Le requiem de Robyn Orlin
Vendredi 2 et samedi 3 mars à 20h30 – à la Maison de la danse
Les Lyonnais connaissent la chorégraphe sud-africaine Robyn Orlin et son engagement politique, qui dénonce depuis de nombreuses années le racisme, la stigmatisation des différences et l’homophobie. Alors qu’en 2015 l’Afrique du Sud commémorait ses vingt ans de liberté et qu’on y parle d’égalité des sexes, elle ne trouve toujours pas de réponse à l’homophobie et à la pratique du “viol correctif ” qui continuent à se répandre dans ce pays. Elle revient ici avec un solo et un interprète (Albert Khoza) qui représente la génération future, sur qui repose le jusqu’au-boutisme de son propos. Avec cette création qualifiée de “requiem pour l’humanité”, tous les deux arpentent le chemin de l’altérité, convaincus que la danse est un moyen de contourner les idées reçues, une arme de mémoire et de combat.
(La)Horde, la danse post-Internet
Samedi 3 mars à 19h – à la Maison de la danse
(La)Horde est un collectif constitué de deux garçons et d’une femme, dont la danse s’inspire du jump style, danse amateur faite de sauts enchaînés sur un rythme cardiaque effréné. Leur travail se développe autour de vidéos, performances, installations qui invite aussi des amateurs rencontrés via une plateforme Internet qu’ils ont créée pour les rendre plus visibles. Le jump style est pratiqué notamment dans les pays de l’Est par des jeunes souvent isolés, cloîtrés dans leur chambre, qui se filment pour les réseaux sociaux. Ces jumpers incarnent une danse populaire post-Internet, qui émancipe et fédère tout un réseau de danseurs.

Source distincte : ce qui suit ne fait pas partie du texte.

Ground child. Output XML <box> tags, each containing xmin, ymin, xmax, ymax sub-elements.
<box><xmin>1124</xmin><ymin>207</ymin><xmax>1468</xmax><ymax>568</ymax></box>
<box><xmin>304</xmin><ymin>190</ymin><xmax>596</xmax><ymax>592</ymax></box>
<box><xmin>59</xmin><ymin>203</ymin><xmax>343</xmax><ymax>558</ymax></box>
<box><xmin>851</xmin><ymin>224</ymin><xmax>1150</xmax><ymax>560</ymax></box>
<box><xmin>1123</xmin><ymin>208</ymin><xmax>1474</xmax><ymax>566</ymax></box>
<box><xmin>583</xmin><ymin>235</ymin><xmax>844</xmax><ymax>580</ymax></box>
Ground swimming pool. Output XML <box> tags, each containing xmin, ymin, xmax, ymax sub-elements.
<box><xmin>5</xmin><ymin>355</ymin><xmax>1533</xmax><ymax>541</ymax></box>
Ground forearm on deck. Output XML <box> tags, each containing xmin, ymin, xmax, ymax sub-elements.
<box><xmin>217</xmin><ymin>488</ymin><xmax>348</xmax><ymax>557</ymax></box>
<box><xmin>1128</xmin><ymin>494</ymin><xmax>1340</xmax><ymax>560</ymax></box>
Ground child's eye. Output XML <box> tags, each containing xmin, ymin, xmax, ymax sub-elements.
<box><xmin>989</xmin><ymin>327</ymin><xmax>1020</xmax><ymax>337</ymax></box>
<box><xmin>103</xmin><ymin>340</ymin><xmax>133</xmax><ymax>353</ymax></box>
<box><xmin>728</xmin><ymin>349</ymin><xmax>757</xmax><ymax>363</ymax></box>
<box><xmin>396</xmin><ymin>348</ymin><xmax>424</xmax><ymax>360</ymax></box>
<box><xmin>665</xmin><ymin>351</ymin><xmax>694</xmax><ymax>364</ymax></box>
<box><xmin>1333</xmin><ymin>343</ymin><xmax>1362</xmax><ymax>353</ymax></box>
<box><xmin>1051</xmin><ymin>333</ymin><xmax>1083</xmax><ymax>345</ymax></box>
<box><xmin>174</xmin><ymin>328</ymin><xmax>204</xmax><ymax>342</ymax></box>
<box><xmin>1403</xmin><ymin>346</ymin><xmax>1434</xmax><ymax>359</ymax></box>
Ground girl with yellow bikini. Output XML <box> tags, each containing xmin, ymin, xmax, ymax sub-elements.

Derrière ce terme emprunté à l’art contemporain, leur objectif est bien de démontrer qu’ils ne se contentent pas d’un travail fait à partir des vidéos postées sur Internet mais de faire comprendre que le corps est impliqué différemment aujourd’hui dans des espaces on line et off line, en 3D et en 2D.
Aïcha M’Barek et Hafiz Dhaou, la danse organique
Lundi 5 mars à 20h – à l’espace Albert-Camus (Bron)
Véritable succès public et critique, Narcose, du couple Aïcha M’Barek et Hafiz Dhaou, nous plonge dans un état de corps en apnée, un silence intérieur, un coma exploratoire qui exhorte le corps à sortir de l’asphyxie, réagir rapidement et trouver le mouvement. “La narcose, dit Aïcha M’Barek, c’est un état du cerveau quand il est privé d’oxygène, ce manque peut provoquer des hallucinations, une désorganisation de la motricité, un manque de coordination et altérer la conscience. Et ainsi troubler la frontière entre vérité et réalité.” C’est autour de cet état que l’on retrouve l’engagement artistique des deux chorégraphes qui s’immiscent dans ce va-et-vient entre le corps en état de dormance et le cerveau conscient qui produit des images. “La narcose, ajoute Hafiz Dhaou, est le reflet d’une société qui s’appauvrit en oxygène. Quand je dis oxygène, je veux dire l’autre, l’humain et ce qu’il irrigue, diffuse. Hélas, la société s’organise pour remettre en question toutes ces valeurs.”